Molto significativo il fatto che il 15,3% degli intervistati veda anche nell'istituto o collegio un fattore in grado di influenzare negativamente la crescita del bambino; del resto solo l'1,7% vede in esso una soluzione all'abbandono. Il 53,5% ri­tiene inoltre che un bambino cresciuto in istituto avrà dei problemi da grande (cosa che non si ve­rificherà se adottato in tenera età: sarà infatti come tutti gli altri per l'82,0%). La nostra certez­za, quindi, la stessa contenuta nella legge sulla adozione e l'affidamento e cioè che ogni minore ha diritto a vivere nella propria famiglia, trova riscontro nell'opinione pubblica.

L'immagine dell'istituto come luogo adatto al­la crescita è profondamente mutata nella men­talità, e si tratta di una constatazione importante, risultata del lavoro di molti di questi anni.

 

Le forme di pregiudizio sull'adozione

A conferma di quanto ci sia ancora di contrad­dittorio nel modo di pensare comune, il nostro dubbio relativo a possibili pregiudizi persistenti intorno all'adozione è stato, in parte, confermato. Infatti solo 4 persone su 10 affermano che tra genitori adottivi e bambino adottato possa crear­si un legame del tutto analogo a quello esistente tra genitori e figli procreati. Circa il 20% si pone su una posizione di «ragionevole» dubbio. Come mai? Il vecchio discorso dei legami di sangue, con tutte le implicazioni a livello personale che esso comporta, sembra avere un notevole livello di persistenza (64,1%). La domanda successiva vuole andare a un'ulteriore verifica relativa alla trasmissione genetica di tratti prevalenti del ca­rattere: ben il 75,3% è d'accordo. A titolo esem­plificativo valga l'osservazione ricorrente regi­strata a margine delle risposte affermative: «con la genetica non si scherza; è una cosa seria!».

Per spiegare queste posizioni non possiamo dimenticare le ricadute in termini equivoci di certe dissertazioni psicologiche divulgative, con i discorsi su indole e carattere e così via, nonché il frequentissimo ricorrere di frasi come «è mite, aggressivo, generoso come suo padre o sua madre».

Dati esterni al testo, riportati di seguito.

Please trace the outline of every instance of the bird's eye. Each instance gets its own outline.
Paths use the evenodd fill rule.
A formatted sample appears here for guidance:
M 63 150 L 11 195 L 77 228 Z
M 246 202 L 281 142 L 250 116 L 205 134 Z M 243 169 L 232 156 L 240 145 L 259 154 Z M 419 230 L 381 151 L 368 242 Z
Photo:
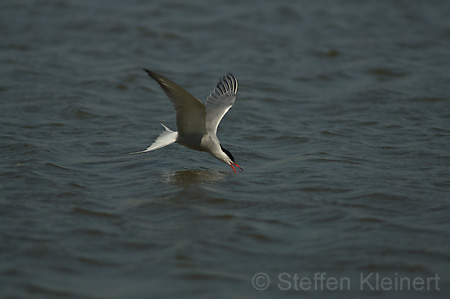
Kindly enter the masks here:
M 225 154 L 227 154 L 228 158 L 230 158 L 230 160 L 234 162 L 234 157 L 233 157 L 233 155 L 232 155 L 226 148 L 224 148 L 222 145 L 220 145 L 220 148 L 223 150 L 223 152 L 224 152 Z

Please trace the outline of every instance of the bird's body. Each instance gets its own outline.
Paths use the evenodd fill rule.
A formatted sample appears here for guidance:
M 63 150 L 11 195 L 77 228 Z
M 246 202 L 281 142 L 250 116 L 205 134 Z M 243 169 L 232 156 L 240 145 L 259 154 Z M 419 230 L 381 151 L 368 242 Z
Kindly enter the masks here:
M 229 151 L 223 148 L 217 138 L 217 127 L 223 116 L 233 106 L 237 93 L 237 79 L 232 74 L 222 77 L 203 105 L 182 87 L 157 73 L 144 69 L 166 93 L 173 104 L 177 116 L 177 132 L 161 124 L 165 131 L 155 142 L 140 153 L 153 151 L 174 142 L 190 149 L 210 153 L 213 157 L 228 164 L 242 168 L 234 162 Z

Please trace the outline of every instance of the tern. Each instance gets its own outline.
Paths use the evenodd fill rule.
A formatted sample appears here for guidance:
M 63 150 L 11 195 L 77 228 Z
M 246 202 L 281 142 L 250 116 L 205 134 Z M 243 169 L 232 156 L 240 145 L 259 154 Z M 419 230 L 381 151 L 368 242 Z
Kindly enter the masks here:
M 147 149 L 137 152 L 150 152 L 172 143 L 179 143 L 190 149 L 210 153 L 214 158 L 231 166 L 234 172 L 238 167 L 233 155 L 226 150 L 217 138 L 217 127 L 224 115 L 233 106 L 236 100 L 238 82 L 234 75 L 223 76 L 216 88 L 206 99 L 203 105 L 197 98 L 184 88 L 155 72 L 144 69 L 163 89 L 175 108 L 177 117 L 177 132 L 172 131 L 164 124 L 164 131 Z

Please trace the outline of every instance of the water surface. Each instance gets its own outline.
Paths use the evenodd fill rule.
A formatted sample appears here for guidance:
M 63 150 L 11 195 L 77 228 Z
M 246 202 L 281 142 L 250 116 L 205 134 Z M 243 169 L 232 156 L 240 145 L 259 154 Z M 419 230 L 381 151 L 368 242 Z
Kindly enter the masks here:
M 448 2 L 0 11 L 1 297 L 448 298 Z M 243 173 L 128 154 L 176 128 L 143 67 L 202 101 L 236 75 L 218 135 Z M 295 279 L 318 273 L 350 288 Z M 371 273 L 439 290 L 361 288 Z

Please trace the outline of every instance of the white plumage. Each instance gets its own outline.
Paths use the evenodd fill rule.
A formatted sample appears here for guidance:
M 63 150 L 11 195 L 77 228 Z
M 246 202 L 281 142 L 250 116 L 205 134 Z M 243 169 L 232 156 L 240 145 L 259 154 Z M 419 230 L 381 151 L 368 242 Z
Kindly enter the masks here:
M 165 131 L 147 149 L 138 152 L 153 151 L 177 142 L 188 148 L 210 153 L 213 157 L 228 164 L 234 172 L 237 166 L 231 153 L 220 145 L 217 127 L 224 115 L 236 100 L 238 82 L 234 75 L 227 74 L 217 83 L 216 88 L 206 99 L 206 107 L 188 91 L 171 80 L 155 72 L 144 69 L 166 93 L 175 108 L 178 131 L 172 131 L 161 124 Z

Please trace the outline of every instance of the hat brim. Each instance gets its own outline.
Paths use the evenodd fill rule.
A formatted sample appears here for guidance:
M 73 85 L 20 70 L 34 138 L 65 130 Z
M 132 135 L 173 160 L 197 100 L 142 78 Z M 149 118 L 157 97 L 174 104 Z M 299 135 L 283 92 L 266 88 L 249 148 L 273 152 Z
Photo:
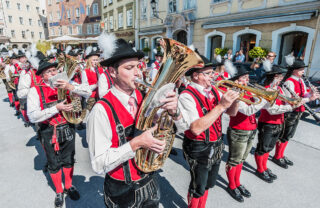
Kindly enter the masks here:
M 249 71 L 245 72 L 245 73 L 241 73 L 241 74 L 237 74 L 236 76 L 230 78 L 229 80 L 231 81 L 236 81 L 237 79 L 239 79 L 239 77 L 243 76 L 243 75 L 246 75 L 246 74 L 250 74 Z
M 210 66 L 213 67 L 213 63 L 207 63 L 207 64 L 205 64 L 204 67 L 202 67 L 202 68 L 191 68 L 191 69 L 189 69 L 184 75 L 185 75 L 185 76 L 191 76 L 193 72 L 197 72 L 197 71 L 200 70 L 200 69 L 204 69 L 204 68 L 210 67 Z
M 85 59 L 88 59 L 88 58 L 90 58 L 91 56 L 98 56 L 98 57 L 100 57 L 100 53 L 89 54 L 89 55 L 87 55 L 87 56 L 85 57 Z
M 101 66 L 110 66 L 117 61 L 123 60 L 123 59 L 128 59 L 128 58 L 138 58 L 141 59 L 144 57 L 144 53 L 142 51 L 137 51 L 137 52 L 128 52 L 128 53 L 122 53 L 119 55 L 112 56 L 104 61 L 100 62 Z
M 51 67 L 57 67 L 58 63 L 54 62 L 54 63 L 50 63 L 47 62 L 44 66 L 41 66 L 41 68 L 39 67 L 39 69 L 36 72 L 36 75 L 40 75 L 44 70 L 51 68 Z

Non possiamo dire che la constatazione di questo tipo di pregiudizi ci colga dì sorpresa; basti pensare che fino a non molti anni fa nelle sentenze dei tribunali si menzionava ancora la priorità del legame del sangue sui diritti del mi­nore. Tuttavia questo fattore non incide in modo decisivo sulla disponibilità all'adozione: infatti alla domanda finale: «Ha mai pensato di adot­tare un bambino?», risponde affermativamente il 35% degli intervistati. Si tratta di una percen­tuale che, a nostro giudizio, conferma l'esisten­za di un alto potenziale di sensibilità e maturità rispetto al tema proposto, specie se letta in pa­rallelo con le risposte date ad altre domande, sebbene, vi sia, contemporaneamente, il dato dell'«ignoranza» del contesto socio-istituziona­le in cui il fenomeno dei minori abbandonati si colloca. Questi due dati in contraddizione fanno rilevare che, in assenza di una continuata stra­tegia comunicativa e di tematizzazione in cui il ruolo dei mass-media è decisivo, c'è il rischio di un graduale processo di desensibilizzazione di aree cospicue dell'opinione pubblica e quindi di una stagnazione o di un riflusso su certi temi che sarebbe molto pericoloso dare per scontati. Il rischio di un calo di tensione sui problemi dei minori in abbandono o comunque in situazioni di difficoltà va sempre tenuto presente, e con esso il rischio che, a fronte di una riduzione numerica provocata anche dal calo demografico, la situa­zione dei bambini in abbandono ricoverati negli istituti, in un certo senso «passi di moda».